The Laboratory's work in this initiative is based on our capabilities in obtaining high-quality genomic, proteomic, metabonomics and lipid data and integrating it with analytical chemistry data, computational statistics and biological tools.

Sustainable systems

To sustain an average person in the United States requires about 24 acres of ecologically productive land, sea and other water mass, more acreage per person than any other nation. It would take about six Earths to sustain the world's population if other nations filled the same footprint.

To reduce our footprint, we need more sustainable systems. A sustainable system is a set of engineered and ecological processes that can economically meet the needs of society while maintaining the integrity of ecosystems in the long term.

At PNNL, we are working to develop

  • Sustainable water management through a systems approach
  • Efficient resource use through the application of chemistry and engineering
  • Prediction of climate change impacts on our ecosystems to enable appropriate actions that minimize impacts.
fish ladders
"We’ll know the true value of water when it's gone," Benjamin Franklin

Managing water in a sustainable manner: In the Northwest, water supports agriculture, hydropower, recreation and, of course, serves as a hatchery for salmon and other iconic species. As the region changes due to population growth and climate change, we face water quality and quantity problems.

One way in which PNNL is addressing such problems is by developing an integrated regional water, energy and sustainable ecosystem research agenda to assist regional stakeholders in making better water allocation decisions.
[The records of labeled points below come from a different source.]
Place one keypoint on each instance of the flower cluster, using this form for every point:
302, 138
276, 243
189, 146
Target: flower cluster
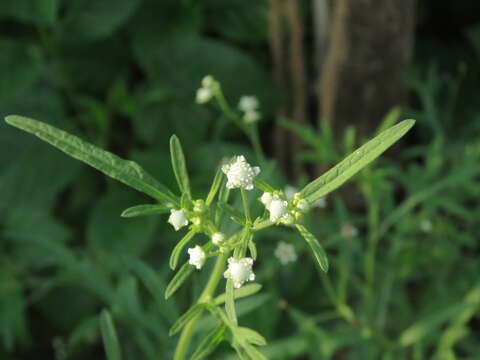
249, 106
240, 174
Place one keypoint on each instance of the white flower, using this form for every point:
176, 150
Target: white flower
321, 203
239, 271
426, 226
278, 209
285, 253
203, 95
197, 257
290, 192
240, 174
177, 219
348, 231
248, 104
218, 238
251, 116
208, 81
266, 199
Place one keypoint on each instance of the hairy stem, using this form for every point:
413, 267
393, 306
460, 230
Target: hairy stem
206, 296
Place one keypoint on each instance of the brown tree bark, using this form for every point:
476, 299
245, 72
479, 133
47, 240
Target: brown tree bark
369, 49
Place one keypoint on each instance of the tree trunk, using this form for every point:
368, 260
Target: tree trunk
369, 49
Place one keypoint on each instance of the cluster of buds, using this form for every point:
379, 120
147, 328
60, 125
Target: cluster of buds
240, 174
249, 106
207, 91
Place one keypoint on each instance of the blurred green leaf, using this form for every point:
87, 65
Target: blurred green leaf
179, 166
193, 312
30, 11
182, 274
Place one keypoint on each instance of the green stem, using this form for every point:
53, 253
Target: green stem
206, 296
246, 208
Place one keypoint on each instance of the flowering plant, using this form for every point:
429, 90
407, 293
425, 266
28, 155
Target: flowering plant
234, 254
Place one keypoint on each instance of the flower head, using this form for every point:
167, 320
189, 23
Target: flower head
285, 253
239, 271
177, 219
218, 238
266, 199
197, 257
248, 104
240, 174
This approach embraces the Laboratory’s signature capabilities in integrated earth and energy systems modeling, water treatment technologies and scientific decision support systems.

The Joint Northwest Water Institute, an association of PNNL, Idaho National Laboratory and Oregon State University, is developing a prototype integrated water resource information management system for the Columbia Basin. This will provide a scientific foundation for assessing, developing and conserving resources across the Northwest, including the Puget Sound and coastal ecosystems.
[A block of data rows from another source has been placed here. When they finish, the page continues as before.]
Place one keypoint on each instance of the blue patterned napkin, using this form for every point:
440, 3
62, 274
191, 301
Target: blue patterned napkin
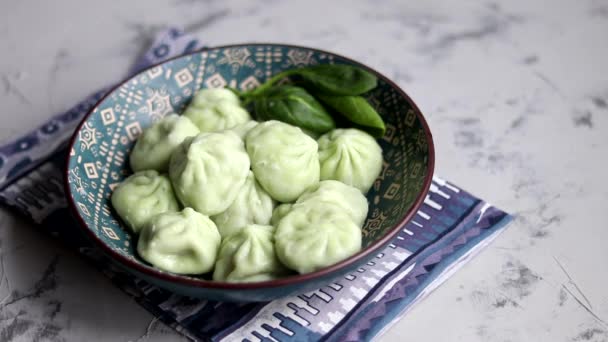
447, 231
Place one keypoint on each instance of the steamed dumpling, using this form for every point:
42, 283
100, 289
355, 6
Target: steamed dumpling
316, 235
248, 256
208, 171
350, 156
283, 158
242, 129
184, 242
154, 147
252, 205
279, 212
345, 196
216, 110
141, 196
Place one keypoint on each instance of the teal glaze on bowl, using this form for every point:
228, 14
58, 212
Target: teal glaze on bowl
100, 147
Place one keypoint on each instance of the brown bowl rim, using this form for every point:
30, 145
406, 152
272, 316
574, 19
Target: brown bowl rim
300, 278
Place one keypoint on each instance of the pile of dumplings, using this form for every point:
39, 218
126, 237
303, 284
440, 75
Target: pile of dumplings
215, 191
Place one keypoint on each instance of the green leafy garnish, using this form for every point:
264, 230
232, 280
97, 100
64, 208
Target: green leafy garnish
295, 106
337, 86
357, 110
Using resources efficiently: Chemical transformations are at the heart of energy production and consumption, and catalysis lies at the heart of reducing environmental impacts as well as efficient and effective use of our current energy sources and developing alternative energy sources.

Catalysis Science and Applications
Catalysis research is critical in developing more resource-efficient industrial processes.
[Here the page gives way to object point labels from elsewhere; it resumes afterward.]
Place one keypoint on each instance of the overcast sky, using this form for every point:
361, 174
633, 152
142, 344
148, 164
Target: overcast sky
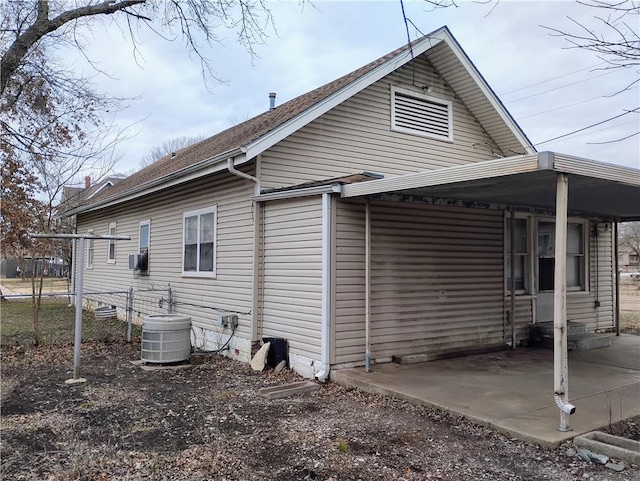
549, 89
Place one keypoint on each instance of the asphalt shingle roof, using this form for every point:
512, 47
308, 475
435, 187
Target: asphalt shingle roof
236, 136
Through our Institute for Integrated Catalysis and other venues, we provide a fundamental understanding of catalytic materials and chemical reactions, and apply this understanding to developing industrial and environmental solutions. For example, we recently received a U.S. patent for textured catalysts; these new materials speed reactions in aqueous solutions, addressing the problem of traditional catalysts that use aluminas, silicas or clays as supports -- they rapidly degrade in many aqueous systems.

Predicting climate change to minimize impacts: To make decisions that promote a sustainable economy and environment, government agencies and industries must understand the sensitivity of the climate system, particularly in response to greenhouse gases and aerosols, and make accurate, unbiased predictions about future changes it might bring. PNNL assists its clients by providing accurate, unbiased information to understand the impact of climate change and develop adaptation and mitigation strategies. PNNL does this work through its Fundamental and Computational Sciences Directorate, including its Atmospheric Science and Global Change Division and Joint Global Change Research Institute, and as part of DOE's Atmospheric Radiation Measurement Program and Atmospheric Systems Research program. The Laboratory also works on other climate-related programs and projects.